Прислушавшись, она вдруг уловила резкий, скрежещущий звук. Он раздался с другой стороны дома. «Если бы тут жили бобры, я подумала бы, что это бобер подгрызает дерево. Может, это дикобраз грызет фундамент дома. Я слышала, они так делают. Но и дикобразов здесь не водится». Тут весь дом просто ходуном заходил. «Видно, эта тварь взялась за бревна», — произнесла она. Послышался не очень сильный удар, затем все смолкло. Элен тревожно вздрогнула. Она быстро прошла по коридору и остановилась перед дверью в комнату Хильды. Положив руку на задвижку (эта задвижка — довольно крепкая — запирала дверь снаружи), она окликнула Хильду:
— Родная моя, как ты себя чувствуешь?
Ответа не было. Элен тихонько отодвинула засов и вошла в комнату. Одна из дубовых решеток была выломана. Хильда исчезла.

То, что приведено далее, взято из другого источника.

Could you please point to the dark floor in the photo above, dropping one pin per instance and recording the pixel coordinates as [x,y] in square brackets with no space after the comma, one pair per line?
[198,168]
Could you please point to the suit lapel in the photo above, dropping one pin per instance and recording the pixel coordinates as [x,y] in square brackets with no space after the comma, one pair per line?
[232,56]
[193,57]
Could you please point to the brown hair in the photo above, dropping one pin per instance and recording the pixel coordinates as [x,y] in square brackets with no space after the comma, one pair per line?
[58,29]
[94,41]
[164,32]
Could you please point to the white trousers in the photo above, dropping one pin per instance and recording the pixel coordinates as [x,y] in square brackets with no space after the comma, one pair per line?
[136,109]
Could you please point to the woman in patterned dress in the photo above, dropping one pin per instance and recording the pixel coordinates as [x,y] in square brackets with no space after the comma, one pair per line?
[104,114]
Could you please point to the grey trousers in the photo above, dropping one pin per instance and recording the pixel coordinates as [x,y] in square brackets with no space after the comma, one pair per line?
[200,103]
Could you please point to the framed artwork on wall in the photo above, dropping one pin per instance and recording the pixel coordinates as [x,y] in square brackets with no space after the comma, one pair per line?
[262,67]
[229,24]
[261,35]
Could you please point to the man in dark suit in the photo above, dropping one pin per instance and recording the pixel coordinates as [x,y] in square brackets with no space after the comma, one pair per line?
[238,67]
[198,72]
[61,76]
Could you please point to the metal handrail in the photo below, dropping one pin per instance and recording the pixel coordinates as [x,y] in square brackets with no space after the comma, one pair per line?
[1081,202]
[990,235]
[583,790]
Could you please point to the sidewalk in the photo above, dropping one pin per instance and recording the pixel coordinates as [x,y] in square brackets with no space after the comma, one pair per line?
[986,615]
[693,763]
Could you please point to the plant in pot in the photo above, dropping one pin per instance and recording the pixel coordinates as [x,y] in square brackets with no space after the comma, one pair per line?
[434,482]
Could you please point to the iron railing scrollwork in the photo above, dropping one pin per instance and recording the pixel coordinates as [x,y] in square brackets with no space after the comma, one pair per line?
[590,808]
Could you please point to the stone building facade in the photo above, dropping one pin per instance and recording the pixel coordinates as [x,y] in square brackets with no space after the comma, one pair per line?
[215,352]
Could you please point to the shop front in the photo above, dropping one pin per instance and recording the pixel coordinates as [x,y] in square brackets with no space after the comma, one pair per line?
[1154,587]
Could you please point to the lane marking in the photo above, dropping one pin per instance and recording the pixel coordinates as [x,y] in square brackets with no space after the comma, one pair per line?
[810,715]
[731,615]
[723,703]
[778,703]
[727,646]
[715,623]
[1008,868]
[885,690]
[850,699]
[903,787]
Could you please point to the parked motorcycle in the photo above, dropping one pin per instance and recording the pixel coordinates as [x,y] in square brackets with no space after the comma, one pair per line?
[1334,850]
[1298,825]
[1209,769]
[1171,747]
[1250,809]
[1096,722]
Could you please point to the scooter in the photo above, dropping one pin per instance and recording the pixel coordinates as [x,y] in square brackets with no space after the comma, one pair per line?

Некоторое время Элен неподвижно стояла и тоскливо смотрела в открытое окно. Потом щеки ее побледнели, губы сжались — ее лицо приобрело обычное выражение непоколебимого упорства. Она машинально двинулась в гостиную, взобралась на стул, открыла коробку и взяла ружье.
Доктор Филлипс сидел рядом с Элен Ван Девентер в приемной следователя. Он присутствовал здесь в качестве лечащего врача, кроме того, он считал, что при нем Элен, возможно, будет чувствовать себя спокойней. Впрочем, она не выглядела испуганной. В ее суровом, неистово суровом трауре проступала твердость гранитной скалы, размыть которую бессильно даже море.

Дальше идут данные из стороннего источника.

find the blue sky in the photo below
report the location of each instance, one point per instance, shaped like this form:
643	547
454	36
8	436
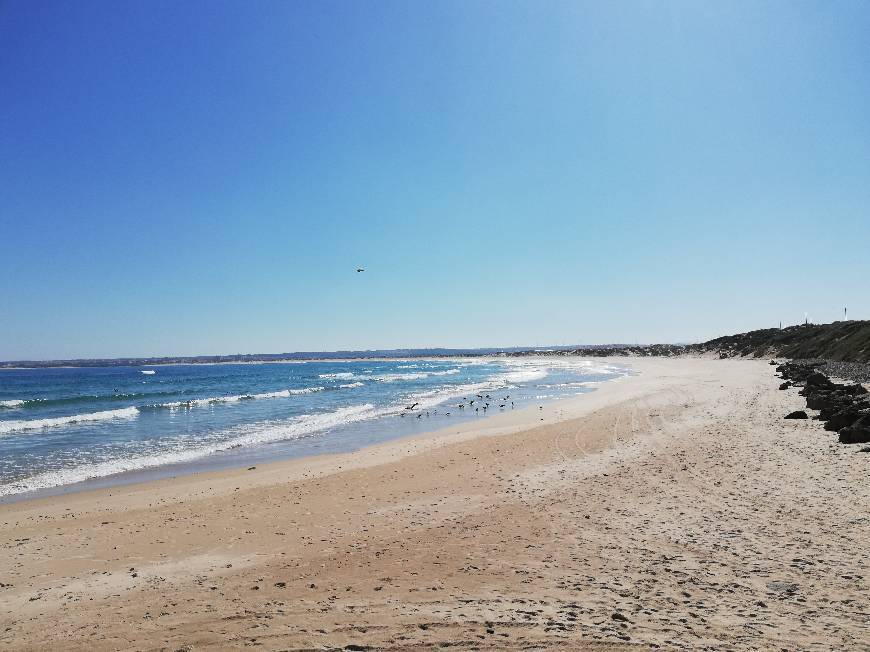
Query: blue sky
204	177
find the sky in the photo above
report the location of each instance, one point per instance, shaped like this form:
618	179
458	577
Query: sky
205	177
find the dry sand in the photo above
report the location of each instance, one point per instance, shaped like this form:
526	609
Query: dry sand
673	509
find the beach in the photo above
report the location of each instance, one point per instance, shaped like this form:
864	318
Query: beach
674	508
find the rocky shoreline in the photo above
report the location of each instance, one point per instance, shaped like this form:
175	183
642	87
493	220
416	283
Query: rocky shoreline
845	408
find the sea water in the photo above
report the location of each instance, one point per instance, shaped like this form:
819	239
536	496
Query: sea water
63	428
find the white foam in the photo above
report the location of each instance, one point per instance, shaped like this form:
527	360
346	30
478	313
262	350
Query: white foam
446	372
524	376
392	378
258	433
7	427
284	393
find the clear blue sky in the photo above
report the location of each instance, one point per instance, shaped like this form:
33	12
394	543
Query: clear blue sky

— Вы ждали этого? — спросил следователь. — Вы знали, что могло произойти нечто подобное?
Доктор Филлипс неловко взглянул на Элен и откашлялся. — Я наблюдал ее с самого рождения. Это как раз тот случай, когда человек может убить или себя, или другого, смотря по обстоятельствам. Если бы она кого-нибудь убила, она могла бы жить потом долгие годы, никому не причиняя вреда и не прибегая больше к насилию. Тут, видите ли, ничего нельзя заранее предсказать.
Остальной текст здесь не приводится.